Unless otherwise noted, all Scripture quotations are taken from the Holman Christian Standard Bible®, Copyright © 1999, 2000, 2002, 2003, 2009 by Holman Bible Publishers. Used by permission. Holman Christian Standard Bible®, Holman CSB®, and HCSB® are federally registered trademarks of Holman Bible Publishers.
Without restraint, David recorded his thoughts and feelings. I’m so thankful for a biblical writer who wrote with raw emotion. The Psalms show me that even a man after God’s heart had ups and downs.
An example of David’s unrestrained emotion is verse 2, where he writes to God, “I thirst for You… I’m in despair… where are You?”

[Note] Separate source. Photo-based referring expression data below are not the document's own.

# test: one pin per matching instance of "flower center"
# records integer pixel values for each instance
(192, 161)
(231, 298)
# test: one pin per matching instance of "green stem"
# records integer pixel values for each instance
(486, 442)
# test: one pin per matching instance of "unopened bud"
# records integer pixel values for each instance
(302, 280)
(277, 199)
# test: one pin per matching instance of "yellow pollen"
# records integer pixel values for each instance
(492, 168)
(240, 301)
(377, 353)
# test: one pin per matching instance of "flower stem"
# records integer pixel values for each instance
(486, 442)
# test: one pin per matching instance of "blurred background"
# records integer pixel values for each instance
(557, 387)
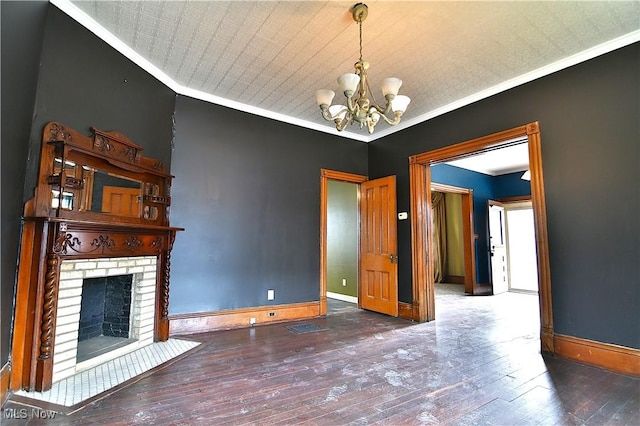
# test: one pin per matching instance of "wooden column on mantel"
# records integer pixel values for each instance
(68, 219)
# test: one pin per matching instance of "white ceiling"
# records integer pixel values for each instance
(269, 57)
(507, 159)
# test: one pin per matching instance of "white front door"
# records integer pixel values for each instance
(498, 248)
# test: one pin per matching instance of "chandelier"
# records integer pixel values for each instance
(358, 107)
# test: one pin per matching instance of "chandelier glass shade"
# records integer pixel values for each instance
(358, 108)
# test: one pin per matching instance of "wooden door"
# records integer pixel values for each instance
(121, 201)
(379, 260)
(498, 248)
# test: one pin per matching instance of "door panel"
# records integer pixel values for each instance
(498, 248)
(379, 261)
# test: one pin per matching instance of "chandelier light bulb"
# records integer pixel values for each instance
(358, 107)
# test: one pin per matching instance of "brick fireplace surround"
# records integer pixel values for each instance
(72, 275)
(66, 239)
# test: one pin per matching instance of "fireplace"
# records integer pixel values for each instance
(100, 210)
(106, 308)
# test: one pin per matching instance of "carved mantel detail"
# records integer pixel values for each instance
(70, 217)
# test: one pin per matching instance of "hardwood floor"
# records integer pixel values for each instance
(478, 363)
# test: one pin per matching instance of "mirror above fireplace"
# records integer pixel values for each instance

A relationship with God is real, and often reality is filled with a lot of emotions. Journaling your real thoughts and feelings can be freeing. When you write everything out, you’re emptying your mind and heart onto paper. It’s cleansing, and after you’re finished getting all your thoughts onto paper, it can often feel like a relief. Not only does expressing yourself give you freedom, but at times it may also give you clarity. It forces you to examine what’s really going on inside.
I use journaling as a method of prayer. It helps me to say everything aloud to God. Like David, I express the good, the bad, and the ugly to God. Sometimes as I’m writing, I see I’m shallow. Other times, I see I’m hurt. The discipline of journaling my thoughts and feelings shows me clearly what I need to put before God, and areas of my life I can grow in.
Recording your feelings also can help others. When you’re in a rough spot, and you record raw feelings, it provides a reminder to you of where you were at.
Years ago, my wife and I dealt with infertility. Because I journaled my thoughts and feelings during that time, I can now go back and read about the emotions I experienced. So when a friend is dealing with a similar struggle, I can better empathize with them. I can pray and encourage them with more effectiveness.
God is a big God. He can handle your thoughts and feelings. (He knows them anyway.) David was a man after God’s own heart, and he felt free to express his deepest emotions to God without restraint. By getting in the practice of journaling and being real about things you are thinking and feeling, you may find that your walk with God also begins to feel more real to you than before.
If you’re new to this, start small. Have a journal you can keep safe, for your eyes and God’s eyes only.
Begin with one life circumstance. Without reservation, record your thoughts and feelings. Your content can be addressed to God (like David’s psalms), or it can just be an emotional upheaval written out on paper. Most often, expressing yourself in this way will be freeing for you.